DSB Technology – Higher Performance, More Resiliency

A month ago, I described the DSB’s preparations for what turned out to be a very successful industry load test on 6th – 7th April, the results of which we published last week. Based on that success, we promoted the new high performance code base into production on 22 April.

In this blog, I will examine the performance of the system in Production, before and after the upgrade, to understand the impact of the change to the system.

Java Garbage Collection Pause Times

Regular followers of the DSB will know that there were three outages of a total of 132 minutes across the first 6 months of the DSB’s operation (incidentally, all this data and more is available on the DSB’s operational status page). The root cause analysis of each was Garbage Collection (GC) inthe DSB’s open-source SOLR component as described at the bottom of the operational status page.

So let’s see how much improvement has occurred as a result of the codebase upgrade.

This chart shows that the production environment experienced a dramatic 10x improvement in GC pause times as a result of the new version, from approx 0.6 seconds down to approx 0.06 seconds over the course of a week. Additionally, GC ‘jitter’ has also substantially reduced, providing greater consistency of performance to user queries.

So why are GC pause times so much better than before? Java performance tuning experts will know that the pauses are due to time needed for memory clean-up as a result of object creation. i.e. the speed with which the Java memory ‘heap’ grows is a major contributory factor to the GC pause time. This chart shows an equally dramatic 5x efficiency gain in memory heap growth from the new codebase:

Incidently, the shape of the memory growth in the above chart is typical of all Java applications: the memory ‘heap’ grows until garbage collection kicks in and frees up some old ‘dead’ objects (aka ‘garbage’) thereby reducing the heap size. Whilst it looks as if the new codebase does not have the same memory profile, in actual fact it does, and it can just about be discerned in the above chart, showing an ever so slight increase in heap size throughout the week.

The below chart shows this in more detail (it is just a scaled up version of the above chart, focusing on the new codebase only):

Impact on Latency

So what has been the impact of this change on the processing time of user messages (aka latency)? The table below shows the latency experience for FIX API users over two weeks, covering both the periods before the upgrade and after. It shows a 5x-10x improvement in performance, and critically, brings the DSB back within its performance SLA of processing 99% of all user messages within 1,000ms:

Date per day  50th percentile of latency (ms)  90th percentile of latency (ms)  99th percentile of latency (ms) 
April 16th 2018 325 1,108 2,226
April 17th 2018 352 1,150 2,293
April 18th 2018 354 1,223 2,413
April 19th 2018 354 1,225 2,392
April 20th 2018 335 1,149 2,259
NEW CODEBASE
April 23rd 2018 46 147 240
April 24th 2018 44 146 214
April 25th 2018 38 138 207
April 26th 2018 47 146 209
April 27th 2018 115 137 198

The intra-day chart below shows the same 5x-10x improvement in latency within the ISIN Engine core as well as the major reduction in latency jitter:

A technical note for the sharp-eyed amongst you: the above chart is the latency within the core and not end-to-end latency. It is also average latency not median or 99 percentile.

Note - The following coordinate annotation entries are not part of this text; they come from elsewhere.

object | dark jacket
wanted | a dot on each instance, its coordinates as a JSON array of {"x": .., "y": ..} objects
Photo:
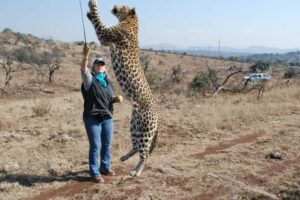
[{"x": 97, "y": 101}]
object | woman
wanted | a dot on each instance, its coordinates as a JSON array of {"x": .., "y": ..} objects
[{"x": 98, "y": 98}]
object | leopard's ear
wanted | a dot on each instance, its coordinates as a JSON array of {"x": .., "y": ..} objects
[{"x": 132, "y": 11}]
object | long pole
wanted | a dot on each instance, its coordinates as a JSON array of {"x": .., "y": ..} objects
[{"x": 82, "y": 23}]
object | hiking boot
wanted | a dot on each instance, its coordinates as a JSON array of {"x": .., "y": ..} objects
[
  {"x": 97, "y": 179},
  {"x": 108, "y": 173}
]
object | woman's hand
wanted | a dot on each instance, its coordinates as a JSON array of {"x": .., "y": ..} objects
[
  {"x": 117, "y": 99},
  {"x": 86, "y": 52}
]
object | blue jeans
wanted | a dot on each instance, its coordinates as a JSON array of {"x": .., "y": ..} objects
[{"x": 100, "y": 138}]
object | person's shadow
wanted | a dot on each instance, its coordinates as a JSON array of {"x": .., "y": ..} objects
[{"x": 29, "y": 180}]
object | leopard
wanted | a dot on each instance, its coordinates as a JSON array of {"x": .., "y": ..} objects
[{"x": 122, "y": 40}]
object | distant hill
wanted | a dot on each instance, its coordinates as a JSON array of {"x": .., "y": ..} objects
[
  {"x": 286, "y": 57},
  {"x": 215, "y": 51}
]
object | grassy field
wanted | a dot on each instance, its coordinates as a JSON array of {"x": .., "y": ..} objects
[{"x": 215, "y": 147}]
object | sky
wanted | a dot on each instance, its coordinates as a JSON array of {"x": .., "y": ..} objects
[{"x": 183, "y": 23}]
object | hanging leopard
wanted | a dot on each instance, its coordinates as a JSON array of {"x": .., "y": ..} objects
[{"x": 123, "y": 42}]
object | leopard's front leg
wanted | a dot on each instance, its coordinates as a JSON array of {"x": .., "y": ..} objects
[{"x": 105, "y": 35}]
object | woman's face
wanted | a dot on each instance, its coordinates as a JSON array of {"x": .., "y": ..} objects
[{"x": 99, "y": 68}]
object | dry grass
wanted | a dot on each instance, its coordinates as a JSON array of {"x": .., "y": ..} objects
[
  {"x": 232, "y": 133},
  {"x": 41, "y": 109}
]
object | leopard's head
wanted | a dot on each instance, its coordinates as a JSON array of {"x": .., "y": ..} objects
[{"x": 123, "y": 12}]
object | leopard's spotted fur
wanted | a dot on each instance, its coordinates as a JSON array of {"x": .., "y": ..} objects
[{"x": 123, "y": 42}]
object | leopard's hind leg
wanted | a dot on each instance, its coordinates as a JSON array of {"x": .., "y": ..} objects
[{"x": 134, "y": 137}]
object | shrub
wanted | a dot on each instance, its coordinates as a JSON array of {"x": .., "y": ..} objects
[
  {"x": 41, "y": 109},
  {"x": 200, "y": 82},
  {"x": 153, "y": 79},
  {"x": 290, "y": 73}
]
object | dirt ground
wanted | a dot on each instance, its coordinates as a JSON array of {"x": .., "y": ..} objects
[{"x": 208, "y": 148}]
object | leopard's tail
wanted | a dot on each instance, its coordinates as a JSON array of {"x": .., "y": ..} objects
[{"x": 154, "y": 141}]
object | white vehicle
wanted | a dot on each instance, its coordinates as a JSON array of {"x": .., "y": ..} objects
[{"x": 257, "y": 77}]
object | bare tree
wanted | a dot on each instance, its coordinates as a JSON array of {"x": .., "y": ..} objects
[
  {"x": 7, "y": 66},
  {"x": 53, "y": 61},
  {"x": 218, "y": 83}
]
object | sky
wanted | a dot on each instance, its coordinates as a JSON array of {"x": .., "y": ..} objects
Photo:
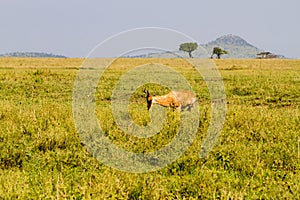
[{"x": 75, "y": 27}]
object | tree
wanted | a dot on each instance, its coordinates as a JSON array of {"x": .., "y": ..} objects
[
  {"x": 219, "y": 52},
  {"x": 188, "y": 47}
]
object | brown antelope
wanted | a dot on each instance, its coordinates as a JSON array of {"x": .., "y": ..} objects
[{"x": 174, "y": 99}]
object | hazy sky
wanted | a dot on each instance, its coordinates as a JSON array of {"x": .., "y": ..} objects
[{"x": 74, "y": 27}]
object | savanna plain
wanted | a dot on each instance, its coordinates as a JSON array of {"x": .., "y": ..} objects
[{"x": 257, "y": 155}]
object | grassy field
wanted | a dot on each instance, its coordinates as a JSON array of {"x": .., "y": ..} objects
[{"x": 257, "y": 156}]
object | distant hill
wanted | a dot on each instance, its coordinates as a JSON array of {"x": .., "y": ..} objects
[
  {"x": 32, "y": 55},
  {"x": 236, "y": 47}
]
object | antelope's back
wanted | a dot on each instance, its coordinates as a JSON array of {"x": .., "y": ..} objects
[{"x": 185, "y": 97}]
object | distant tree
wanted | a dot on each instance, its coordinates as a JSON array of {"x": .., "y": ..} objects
[
  {"x": 218, "y": 52},
  {"x": 188, "y": 47}
]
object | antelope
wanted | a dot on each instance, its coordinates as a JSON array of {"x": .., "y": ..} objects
[{"x": 174, "y": 99}]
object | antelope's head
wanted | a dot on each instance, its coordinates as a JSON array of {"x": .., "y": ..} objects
[{"x": 148, "y": 98}]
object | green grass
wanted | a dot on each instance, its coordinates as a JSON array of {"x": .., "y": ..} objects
[{"x": 257, "y": 157}]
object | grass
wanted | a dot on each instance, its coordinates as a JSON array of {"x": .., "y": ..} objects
[{"x": 257, "y": 157}]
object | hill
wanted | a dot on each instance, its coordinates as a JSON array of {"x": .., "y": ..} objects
[
  {"x": 32, "y": 55},
  {"x": 236, "y": 47}
]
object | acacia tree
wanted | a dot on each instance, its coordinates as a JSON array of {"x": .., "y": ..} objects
[
  {"x": 219, "y": 52},
  {"x": 188, "y": 47}
]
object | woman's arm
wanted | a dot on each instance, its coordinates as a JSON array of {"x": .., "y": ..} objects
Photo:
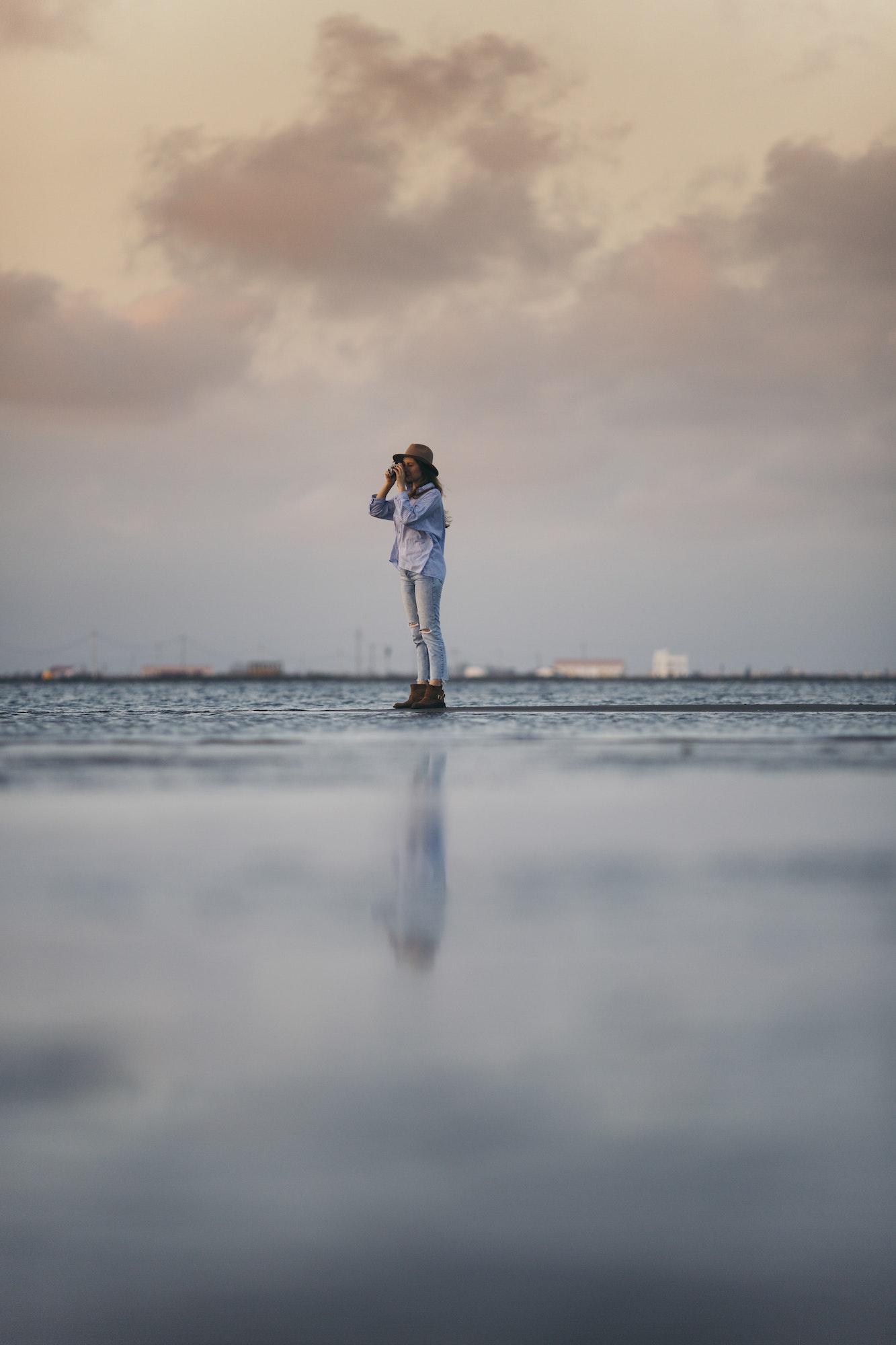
[
  {"x": 413, "y": 512},
  {"x": 380, "y": 506}
]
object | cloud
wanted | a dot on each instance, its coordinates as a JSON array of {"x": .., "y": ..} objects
[
  {"x": 67, "y": 352},
  {"x": 58, "y": 1071},
  {"x": 779, "y": 315},
  {"x": 413, "y": 171},
  {"x": 45, "y": 24},
  {"x": 829, "y": 212}
]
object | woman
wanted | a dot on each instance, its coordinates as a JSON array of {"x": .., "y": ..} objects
[{"x": 419, "y": 555}]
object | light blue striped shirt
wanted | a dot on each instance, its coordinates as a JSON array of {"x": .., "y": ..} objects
[{"x": 420, "y": 532}]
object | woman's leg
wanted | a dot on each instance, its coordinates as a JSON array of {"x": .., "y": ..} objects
[
  {"x": 428, "y": 598},
  {"x": 408, "y": 592}
]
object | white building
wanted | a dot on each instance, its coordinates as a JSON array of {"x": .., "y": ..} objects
[
  {"x": 670, "y": 665},
  {"x": 589, "y": 668}
]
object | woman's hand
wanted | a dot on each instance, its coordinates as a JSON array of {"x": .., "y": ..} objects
[{"x": 386, "y": 486}]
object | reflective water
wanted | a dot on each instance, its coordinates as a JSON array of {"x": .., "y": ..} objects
[{"x": 360, "y": 1028}]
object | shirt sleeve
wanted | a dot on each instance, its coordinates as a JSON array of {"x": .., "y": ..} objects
[{"x": 425, "y": 506}]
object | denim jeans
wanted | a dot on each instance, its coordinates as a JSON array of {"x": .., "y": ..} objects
[{"x": 421, "y": 595}]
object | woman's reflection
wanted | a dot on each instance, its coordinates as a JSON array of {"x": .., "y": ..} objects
[{"x": 416, "y": 918}]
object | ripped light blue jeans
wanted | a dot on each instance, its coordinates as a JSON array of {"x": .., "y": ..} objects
[{"x": 423, "y": 595}]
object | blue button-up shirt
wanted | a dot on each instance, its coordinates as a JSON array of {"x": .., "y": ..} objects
[{"x": 420, "y": 531}]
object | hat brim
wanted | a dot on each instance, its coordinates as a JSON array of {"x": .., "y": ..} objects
[{"x": 400, "y": 458}]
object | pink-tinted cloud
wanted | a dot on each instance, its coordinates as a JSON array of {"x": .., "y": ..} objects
[
  {"x": 334, "y": 202},
  {"x": 65, "y": 352},
  {"x": 45, "y": 24}
]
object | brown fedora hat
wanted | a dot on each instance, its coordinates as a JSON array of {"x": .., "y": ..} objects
[{"x": 420, "y": 453}]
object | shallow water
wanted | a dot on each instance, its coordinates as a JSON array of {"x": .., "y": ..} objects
[{"x": 353, "y": 1027}]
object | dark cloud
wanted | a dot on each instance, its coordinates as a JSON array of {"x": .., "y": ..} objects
[
  {"x": 45, "y": 24},
  {"x": 67, "y": 352},
  {"x": 54, "y": 1073},
  {"x": 333, "y": 200},
  {"x": 829, "y": 210}
]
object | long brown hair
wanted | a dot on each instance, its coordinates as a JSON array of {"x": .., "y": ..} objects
[{"x": 428, "y": 478}]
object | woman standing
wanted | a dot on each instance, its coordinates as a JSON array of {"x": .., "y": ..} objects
[{"x": 419, "y": 555}]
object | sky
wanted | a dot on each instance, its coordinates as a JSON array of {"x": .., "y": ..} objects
[{"x": 628, "y": 270}]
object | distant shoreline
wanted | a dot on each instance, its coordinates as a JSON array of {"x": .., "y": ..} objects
[{"x": 28, "y": 679}]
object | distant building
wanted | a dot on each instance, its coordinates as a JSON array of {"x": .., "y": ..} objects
[
  {"x": 670, "y": 665},
  {"x": 589, "y": 668},
  {"x": 257, "y": 668},
  {"x": 169, "y": 670}
]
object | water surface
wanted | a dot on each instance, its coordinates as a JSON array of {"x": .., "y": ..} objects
[{"x": 342, "y": 1028}]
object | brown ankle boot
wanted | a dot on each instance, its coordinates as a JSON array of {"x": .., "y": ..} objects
[
  {"x": 417, "y": 692},
  {"x": 434, "y": 700}
]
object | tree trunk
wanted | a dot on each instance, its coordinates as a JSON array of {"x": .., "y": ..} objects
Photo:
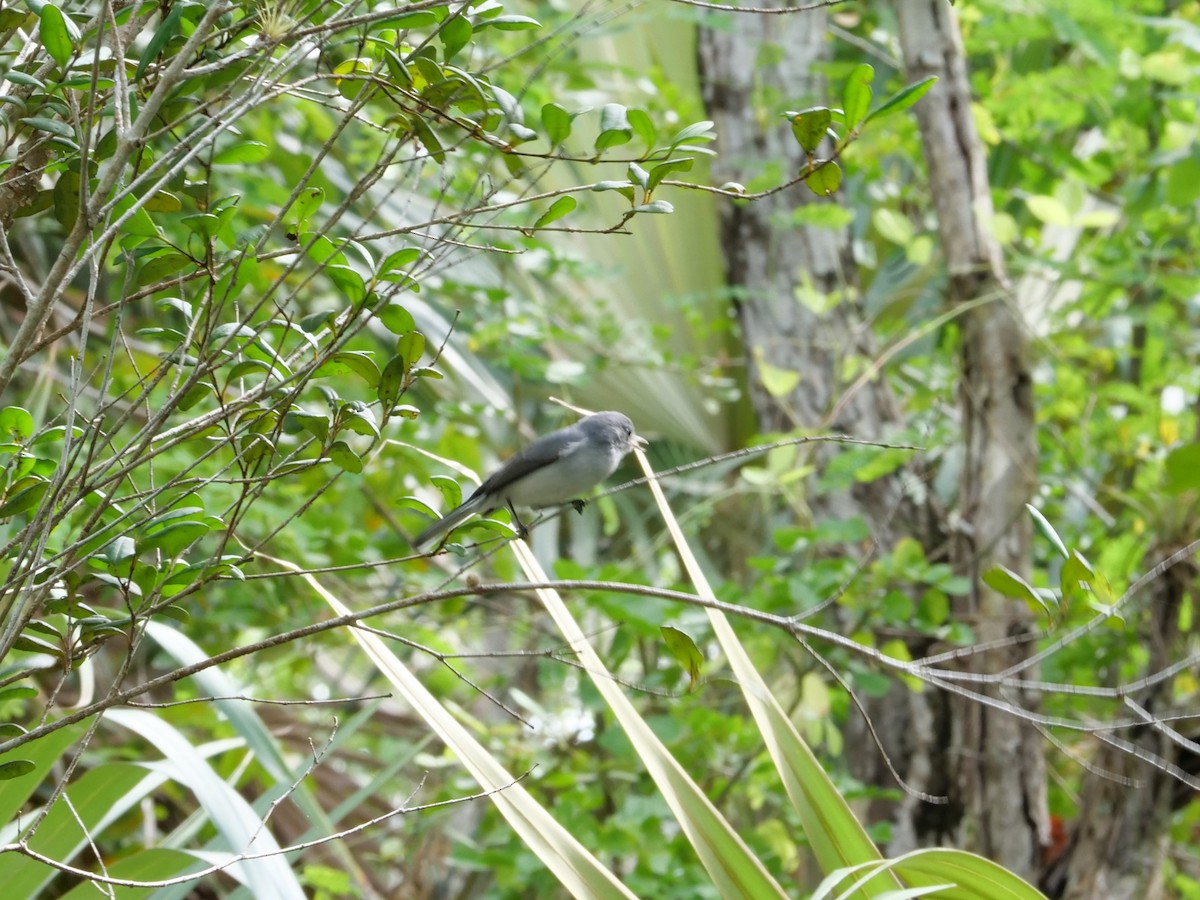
[
  {"x": 996, "y": 763},
  {"x": 768, "y": 259}
]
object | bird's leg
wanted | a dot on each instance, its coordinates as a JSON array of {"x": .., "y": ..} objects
[{"x": 522, "y": 532}]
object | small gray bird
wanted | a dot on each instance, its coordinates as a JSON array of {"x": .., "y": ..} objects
[{"x": 556, "y": 468}]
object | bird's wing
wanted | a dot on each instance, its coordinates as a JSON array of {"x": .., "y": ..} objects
[{"x": 539, "y": 454}]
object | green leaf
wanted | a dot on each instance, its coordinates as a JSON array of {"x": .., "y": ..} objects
[
  {"x": 22, "y": 77},
  {"x": 823, "y": 181},
  {"x": 559, "y": 208},
  {"x": 557, "y": 123},
  {"x": 778, "y": 382},
  {"x": 1049, "y": 210},
  {"x": 346, "y": 363},
  {"x": 15, "y": 768},
  {"x": 162, "y": 202},
  {"x": 451, "y": 491},
  {"x": 643, "y": 126},
  {"x": 313, "y": 423},
  {"x": 391, "y": 383},
  {"x": 671, "y": 166},
  {"x": 394, "y": 265},
  {"x": 174, "y": 538},
  {"x": 16, "y": 424},
  {"x": 52, "y": 126},
  {"x": 343, "y": 457},
  {"x": 360, "y": 419},
  {"x": 55, "y": 35},
  {"x": 427, "y": 138},
  {"x": 615, "y": 127},
  {"x": 411, "y": 347},
  {"x": 396, "y": 319},
  {"x": 121, "y": 550},
  {"x": 1011, "y": 585},
  {"x": 904, "y": 99},
  {"x": 639, "y": 175},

Finally, we should also examine the volume of events being processed across the two weeks, just in case the better performance was partially or fully due to lower volumes. This chart shows that the opposite was the case: last week had higher peaks than the week before, with the system at peak handling a million events per hour without breaking into a sweat (note that each user message translates into multiple events):

Next Steps

Firstly, if you or your firm find this kind of technology-related information useful and you wish to provide input into the DSB’s technology strategy, then you have the opportunity to participate in the DSB Technology Advisory Committee by emailing the secretariat@anna-dsb.com. This opportunity will close once the committee is formed in May, so please do contact us soon.

With the technology platform of the DSB now in a state of high-performance tune, our focus will move to product and usability enhancements as well as process improvements to continue to increase our transparency and engagement with industry.

 

Sassan Danesh, Management Team, DSB.